O caso não chegou à barra dos tribunais porque o advogado Mark Stephens, especialista em direitos de autor, lembrou-se de uma maneira muito banksyana de enxotar as pretensões da empresa. Este mês, durante duas semanas, Banksy abriu uma pequena loja em Croydon, Londres, chamada Gross Domestic Product (produto interno bruto). Será mais correto, contudo, chamarmos montra ao espaço, visto que o local apenas serviu para mostrar uma linha de merchandise e de outros produtos depois vendidos online, entre os quais um à prova de bala com a bandeira do Reino Unido, utilizado pelo rapper Stormzy em Glastonbury. Com a abertura da loja, o artista fez assim cair por terra a reivindicação da empresa de cartões que queria aproveitar-se de uma lei britânica que dita que “se o dono da marca não a usa, ela pode ser transferida para quem o faça”, explicou o advogado ao Guardian. Ora, desta forma. Banksy usou a sua marca, embora pela razão “possivelmente menos poética possível para fazer arte”, lamentou quando abriu o espaço. Já o dinheiro resultante das vendas irá ser usado, pelo contrário, para um propósito mais inspirador: a compra de um novo barco de resgate de migrantes no mar Mediterrâneo.

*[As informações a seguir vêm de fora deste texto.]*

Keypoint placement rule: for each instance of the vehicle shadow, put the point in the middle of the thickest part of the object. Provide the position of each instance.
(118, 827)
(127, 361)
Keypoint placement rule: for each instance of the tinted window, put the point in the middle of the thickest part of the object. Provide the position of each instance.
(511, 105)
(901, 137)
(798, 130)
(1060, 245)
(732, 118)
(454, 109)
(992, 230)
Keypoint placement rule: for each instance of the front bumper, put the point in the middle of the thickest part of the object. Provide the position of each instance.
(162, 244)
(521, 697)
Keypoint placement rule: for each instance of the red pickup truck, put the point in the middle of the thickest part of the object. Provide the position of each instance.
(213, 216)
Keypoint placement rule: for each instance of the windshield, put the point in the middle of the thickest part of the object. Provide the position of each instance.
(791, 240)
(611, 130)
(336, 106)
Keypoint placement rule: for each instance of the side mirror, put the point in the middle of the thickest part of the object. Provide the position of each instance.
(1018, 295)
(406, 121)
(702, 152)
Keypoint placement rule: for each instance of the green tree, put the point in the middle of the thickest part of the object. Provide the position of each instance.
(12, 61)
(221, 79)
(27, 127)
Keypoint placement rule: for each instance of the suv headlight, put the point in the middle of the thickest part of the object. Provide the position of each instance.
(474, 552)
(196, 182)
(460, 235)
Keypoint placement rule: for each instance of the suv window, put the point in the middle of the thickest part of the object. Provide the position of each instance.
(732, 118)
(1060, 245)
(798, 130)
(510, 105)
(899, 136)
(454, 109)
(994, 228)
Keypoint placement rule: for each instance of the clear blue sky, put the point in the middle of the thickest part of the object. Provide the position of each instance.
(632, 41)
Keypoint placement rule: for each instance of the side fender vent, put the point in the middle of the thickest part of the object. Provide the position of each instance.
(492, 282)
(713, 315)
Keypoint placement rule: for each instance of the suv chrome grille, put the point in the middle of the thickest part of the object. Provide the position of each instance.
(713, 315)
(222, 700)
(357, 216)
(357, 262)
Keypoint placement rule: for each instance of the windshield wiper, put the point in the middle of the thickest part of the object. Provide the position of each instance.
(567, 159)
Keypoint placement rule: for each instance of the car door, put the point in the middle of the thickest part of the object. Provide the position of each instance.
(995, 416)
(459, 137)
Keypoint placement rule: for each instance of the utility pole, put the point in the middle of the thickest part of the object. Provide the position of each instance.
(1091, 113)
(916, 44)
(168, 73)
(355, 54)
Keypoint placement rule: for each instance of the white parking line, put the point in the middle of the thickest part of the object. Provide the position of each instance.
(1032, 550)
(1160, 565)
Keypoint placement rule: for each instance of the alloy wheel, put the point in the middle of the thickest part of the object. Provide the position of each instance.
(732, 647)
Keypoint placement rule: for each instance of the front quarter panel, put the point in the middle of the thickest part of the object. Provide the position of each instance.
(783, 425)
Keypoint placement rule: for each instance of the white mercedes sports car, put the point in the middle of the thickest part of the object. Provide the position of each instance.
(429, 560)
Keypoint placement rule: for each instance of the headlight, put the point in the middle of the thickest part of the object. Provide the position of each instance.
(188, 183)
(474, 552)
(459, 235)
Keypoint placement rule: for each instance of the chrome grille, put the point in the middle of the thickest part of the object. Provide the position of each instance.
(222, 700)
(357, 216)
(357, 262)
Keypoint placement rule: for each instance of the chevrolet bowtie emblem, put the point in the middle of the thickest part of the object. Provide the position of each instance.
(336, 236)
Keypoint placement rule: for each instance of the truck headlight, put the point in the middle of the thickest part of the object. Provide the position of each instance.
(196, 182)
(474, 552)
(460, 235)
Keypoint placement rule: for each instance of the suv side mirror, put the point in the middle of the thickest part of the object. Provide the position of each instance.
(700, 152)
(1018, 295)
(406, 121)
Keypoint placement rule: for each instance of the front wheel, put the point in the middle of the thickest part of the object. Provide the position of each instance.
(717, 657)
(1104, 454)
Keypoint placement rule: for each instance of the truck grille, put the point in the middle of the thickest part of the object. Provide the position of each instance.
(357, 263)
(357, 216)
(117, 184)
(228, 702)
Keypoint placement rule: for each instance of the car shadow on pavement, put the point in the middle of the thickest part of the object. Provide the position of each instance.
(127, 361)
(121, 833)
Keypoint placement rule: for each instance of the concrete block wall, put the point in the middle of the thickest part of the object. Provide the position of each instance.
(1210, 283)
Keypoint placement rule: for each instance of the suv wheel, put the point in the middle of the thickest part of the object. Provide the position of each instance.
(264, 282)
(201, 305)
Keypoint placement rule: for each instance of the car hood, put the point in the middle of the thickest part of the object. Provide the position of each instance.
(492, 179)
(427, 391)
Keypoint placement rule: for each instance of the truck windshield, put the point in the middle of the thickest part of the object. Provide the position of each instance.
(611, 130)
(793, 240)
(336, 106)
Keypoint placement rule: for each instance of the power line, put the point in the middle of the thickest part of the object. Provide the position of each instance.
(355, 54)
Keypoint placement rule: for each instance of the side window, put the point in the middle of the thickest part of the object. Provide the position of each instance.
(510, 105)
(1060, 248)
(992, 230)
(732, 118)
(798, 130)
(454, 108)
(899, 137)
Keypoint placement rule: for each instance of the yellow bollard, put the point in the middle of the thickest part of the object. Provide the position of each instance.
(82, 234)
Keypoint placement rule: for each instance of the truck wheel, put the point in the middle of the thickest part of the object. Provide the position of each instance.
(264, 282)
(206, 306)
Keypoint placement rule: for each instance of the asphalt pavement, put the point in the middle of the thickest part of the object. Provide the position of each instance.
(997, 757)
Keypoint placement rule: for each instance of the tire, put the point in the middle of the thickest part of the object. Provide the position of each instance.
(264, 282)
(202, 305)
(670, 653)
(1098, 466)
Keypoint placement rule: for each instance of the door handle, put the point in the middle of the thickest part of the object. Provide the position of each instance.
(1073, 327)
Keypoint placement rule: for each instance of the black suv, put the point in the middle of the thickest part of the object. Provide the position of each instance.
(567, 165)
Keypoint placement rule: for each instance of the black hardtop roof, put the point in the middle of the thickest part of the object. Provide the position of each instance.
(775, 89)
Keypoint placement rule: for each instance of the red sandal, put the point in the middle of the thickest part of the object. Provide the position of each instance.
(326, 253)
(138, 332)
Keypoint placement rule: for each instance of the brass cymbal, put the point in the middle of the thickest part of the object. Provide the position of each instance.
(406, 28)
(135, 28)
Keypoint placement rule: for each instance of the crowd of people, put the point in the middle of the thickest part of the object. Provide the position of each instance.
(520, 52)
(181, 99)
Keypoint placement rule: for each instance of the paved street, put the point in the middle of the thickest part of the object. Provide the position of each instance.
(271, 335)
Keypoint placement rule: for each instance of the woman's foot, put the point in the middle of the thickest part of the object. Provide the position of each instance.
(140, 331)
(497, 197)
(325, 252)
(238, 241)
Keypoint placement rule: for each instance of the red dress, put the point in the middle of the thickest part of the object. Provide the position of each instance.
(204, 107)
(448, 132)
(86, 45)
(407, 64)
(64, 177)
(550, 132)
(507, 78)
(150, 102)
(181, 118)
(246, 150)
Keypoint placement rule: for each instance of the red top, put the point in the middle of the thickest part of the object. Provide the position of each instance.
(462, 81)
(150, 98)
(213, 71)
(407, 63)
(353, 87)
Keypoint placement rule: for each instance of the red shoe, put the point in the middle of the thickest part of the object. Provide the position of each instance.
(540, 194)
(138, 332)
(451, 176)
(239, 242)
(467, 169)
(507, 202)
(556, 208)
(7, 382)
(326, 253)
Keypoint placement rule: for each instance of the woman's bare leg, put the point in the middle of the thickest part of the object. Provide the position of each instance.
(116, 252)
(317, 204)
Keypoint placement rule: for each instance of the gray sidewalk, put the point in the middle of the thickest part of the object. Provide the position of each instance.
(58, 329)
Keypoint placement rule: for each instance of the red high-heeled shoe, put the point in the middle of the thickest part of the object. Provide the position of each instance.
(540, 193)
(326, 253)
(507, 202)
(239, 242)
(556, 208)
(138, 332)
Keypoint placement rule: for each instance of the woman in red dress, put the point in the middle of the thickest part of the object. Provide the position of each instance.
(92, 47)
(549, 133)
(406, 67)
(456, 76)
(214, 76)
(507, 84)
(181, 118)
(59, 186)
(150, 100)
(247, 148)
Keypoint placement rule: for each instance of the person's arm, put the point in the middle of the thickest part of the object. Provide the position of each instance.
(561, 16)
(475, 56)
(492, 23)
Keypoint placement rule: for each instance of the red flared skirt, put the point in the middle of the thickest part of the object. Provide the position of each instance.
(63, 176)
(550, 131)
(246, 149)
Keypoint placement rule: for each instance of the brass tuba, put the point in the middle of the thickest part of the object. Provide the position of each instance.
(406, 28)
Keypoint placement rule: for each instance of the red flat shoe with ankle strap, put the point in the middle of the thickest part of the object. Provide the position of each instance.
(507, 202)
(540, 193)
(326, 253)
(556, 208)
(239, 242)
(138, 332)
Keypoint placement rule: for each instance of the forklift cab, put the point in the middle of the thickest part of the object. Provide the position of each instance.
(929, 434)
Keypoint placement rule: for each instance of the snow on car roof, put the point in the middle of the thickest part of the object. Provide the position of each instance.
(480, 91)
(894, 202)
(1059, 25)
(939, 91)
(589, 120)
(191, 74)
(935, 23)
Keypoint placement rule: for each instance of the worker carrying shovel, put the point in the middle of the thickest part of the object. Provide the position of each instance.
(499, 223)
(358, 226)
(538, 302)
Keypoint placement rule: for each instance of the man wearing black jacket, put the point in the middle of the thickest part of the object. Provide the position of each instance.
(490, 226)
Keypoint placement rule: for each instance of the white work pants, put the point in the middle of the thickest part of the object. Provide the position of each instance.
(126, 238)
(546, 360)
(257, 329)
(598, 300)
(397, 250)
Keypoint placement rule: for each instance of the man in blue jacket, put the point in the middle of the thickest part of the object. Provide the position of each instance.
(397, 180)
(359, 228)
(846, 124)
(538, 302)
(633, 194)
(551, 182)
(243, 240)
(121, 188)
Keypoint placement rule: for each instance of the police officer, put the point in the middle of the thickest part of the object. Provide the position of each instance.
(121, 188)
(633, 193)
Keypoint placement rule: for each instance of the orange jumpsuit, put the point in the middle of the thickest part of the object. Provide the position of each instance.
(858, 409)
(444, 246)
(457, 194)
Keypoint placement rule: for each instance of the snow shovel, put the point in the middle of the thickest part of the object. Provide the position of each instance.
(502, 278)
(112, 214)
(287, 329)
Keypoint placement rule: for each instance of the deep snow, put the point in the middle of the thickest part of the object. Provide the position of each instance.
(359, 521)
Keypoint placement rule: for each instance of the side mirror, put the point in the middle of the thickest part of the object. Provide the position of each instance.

Dias depois de a polémica vir a lume, no início deste mês, um óleo do artista onde se pode ver a Câmara dos Comuns, em Westminster, ocupada por chimpanzés, pintado há dez anos, ao qual chamou Devolved Parliament, foi leiloado na Sotheby’s. A pintura, que para a leiloeira “oferece uma visão premonitória da cada vez mais tumultuosa vida política no Reino Unido contemporâneo”, foi arrematada pelo valor recorde de 9,8 milhões de libras (11 milhões de euros). Um valor astronómico para um artista que quer continuar a lutar contra a mercantilização da arte e que, há pouco mais de um ano, destruiu outra das suas obras, Girl with Balloon (Rapariga com balão, de 2006) momentos após ter sido adquirida por 1,04 milhões de libras (cerca de 1,18 milhões de euros) na mesma casa. Resultado? O quadro tornou-se ainda mais valioso.